I’d like to take a stab at a description of scriptural-ization, which I think of as the broader of the two categories you’ve named. Here goes: scripturalization is casting something (say, a book) as authoritative in order to borrow its authority so that the world, or some part of it, can be authored anew.
To me, then, scripturalization is charged but neutral, a deeply human process that can be put to any number of ends. This process is more or less transparent in the instance of scholarly production practices: as we write, we cite other texts, which establish some precedence or authority. We push against those prior texts, we build on them, and we create our own research contributions. The academy may not be a religion, but it scripturalizes.
Scriptural-ism, in this schema I’m sketching, would be scriptural-ization where its constituent maneuvers are made invisible. It’s where the borrowing and leveraging of scriptures (defined as whatever we’re investing authority into) is meant to look exactly like citing—without any innovation or interference on top of the citation.

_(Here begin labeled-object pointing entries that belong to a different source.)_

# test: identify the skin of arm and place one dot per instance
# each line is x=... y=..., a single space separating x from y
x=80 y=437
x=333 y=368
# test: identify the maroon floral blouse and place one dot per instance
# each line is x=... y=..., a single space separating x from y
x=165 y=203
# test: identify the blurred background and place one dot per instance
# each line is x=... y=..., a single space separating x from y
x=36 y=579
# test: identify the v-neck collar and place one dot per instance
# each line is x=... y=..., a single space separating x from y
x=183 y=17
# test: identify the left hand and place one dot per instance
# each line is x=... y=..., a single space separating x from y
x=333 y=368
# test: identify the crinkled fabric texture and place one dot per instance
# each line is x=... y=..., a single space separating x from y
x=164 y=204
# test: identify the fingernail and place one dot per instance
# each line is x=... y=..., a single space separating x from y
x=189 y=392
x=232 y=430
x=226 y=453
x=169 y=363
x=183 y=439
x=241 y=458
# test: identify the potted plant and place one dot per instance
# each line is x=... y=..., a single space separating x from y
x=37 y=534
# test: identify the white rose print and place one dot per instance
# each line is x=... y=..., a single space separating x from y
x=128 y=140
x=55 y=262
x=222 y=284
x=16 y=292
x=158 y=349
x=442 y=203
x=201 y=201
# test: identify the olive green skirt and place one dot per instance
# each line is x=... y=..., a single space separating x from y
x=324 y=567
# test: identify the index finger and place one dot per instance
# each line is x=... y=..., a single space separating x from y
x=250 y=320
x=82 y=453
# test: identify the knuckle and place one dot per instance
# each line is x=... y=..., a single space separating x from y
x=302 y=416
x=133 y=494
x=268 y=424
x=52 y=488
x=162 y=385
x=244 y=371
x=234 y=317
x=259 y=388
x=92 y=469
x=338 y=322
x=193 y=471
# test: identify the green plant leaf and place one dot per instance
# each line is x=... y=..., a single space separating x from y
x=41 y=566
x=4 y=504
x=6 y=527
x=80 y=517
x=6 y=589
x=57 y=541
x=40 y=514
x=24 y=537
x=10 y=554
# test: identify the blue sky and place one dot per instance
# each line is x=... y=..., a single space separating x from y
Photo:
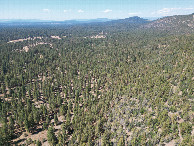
x=91 y=9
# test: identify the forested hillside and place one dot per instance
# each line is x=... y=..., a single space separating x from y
x=125 y=82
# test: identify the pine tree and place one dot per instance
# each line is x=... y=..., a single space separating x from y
x=52 y=139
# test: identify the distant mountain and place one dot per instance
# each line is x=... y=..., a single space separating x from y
x=132 y=20
x=177 y=23
x=36 y=21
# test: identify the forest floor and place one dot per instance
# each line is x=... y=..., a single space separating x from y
x=41 y=135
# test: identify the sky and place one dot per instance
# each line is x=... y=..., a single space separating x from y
x=60 y=10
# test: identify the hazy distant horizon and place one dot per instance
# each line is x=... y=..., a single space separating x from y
x=61 y=10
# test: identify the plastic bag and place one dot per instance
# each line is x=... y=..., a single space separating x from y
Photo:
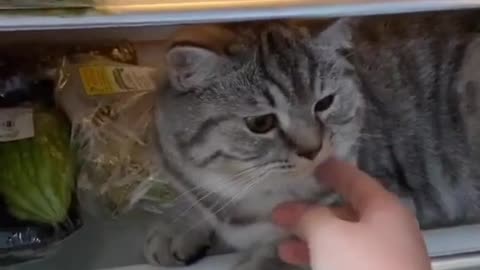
x=26 y=233
x=110 y=102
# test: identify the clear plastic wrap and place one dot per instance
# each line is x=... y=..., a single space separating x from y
x=38 y=207
x=109 y=101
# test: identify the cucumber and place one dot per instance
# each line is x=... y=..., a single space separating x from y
x=38 y=174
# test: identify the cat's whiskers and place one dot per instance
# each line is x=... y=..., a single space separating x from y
x=247 y=183
x=223 y=187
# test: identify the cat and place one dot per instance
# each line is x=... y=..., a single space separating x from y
x=249 y=112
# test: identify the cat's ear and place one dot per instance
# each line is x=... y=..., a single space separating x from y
x=189 y=66
x=337 y=35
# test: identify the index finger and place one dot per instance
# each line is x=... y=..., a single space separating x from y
x=355 y=186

And, if this theory of mine is tracking, then isn’t scripturalism a power play that paradoxically dodges agency? Isn’t ISIL assigning to itself great authority—the power to convert people into property, even—and at the same time, on some level, grotesquely transferring responsibility “up the chain,” toward the scriptural authority it conjures? This is an arrogation and a disavowal, simultaneously. (Psychoanalysts might call it a splitting, a way to cope with world-rending trauma, or to make it palatable.) The tension between those two moves may be, I’m suggesting, the heart of scripturalism.
I’ve taken your essay in one direction, more abstract than concrete. I’m especially curious to hear how others would apply these terms—scripturalization and scripturalism—in the other direction: to make sense of the world we’re confronted with, day in and day out.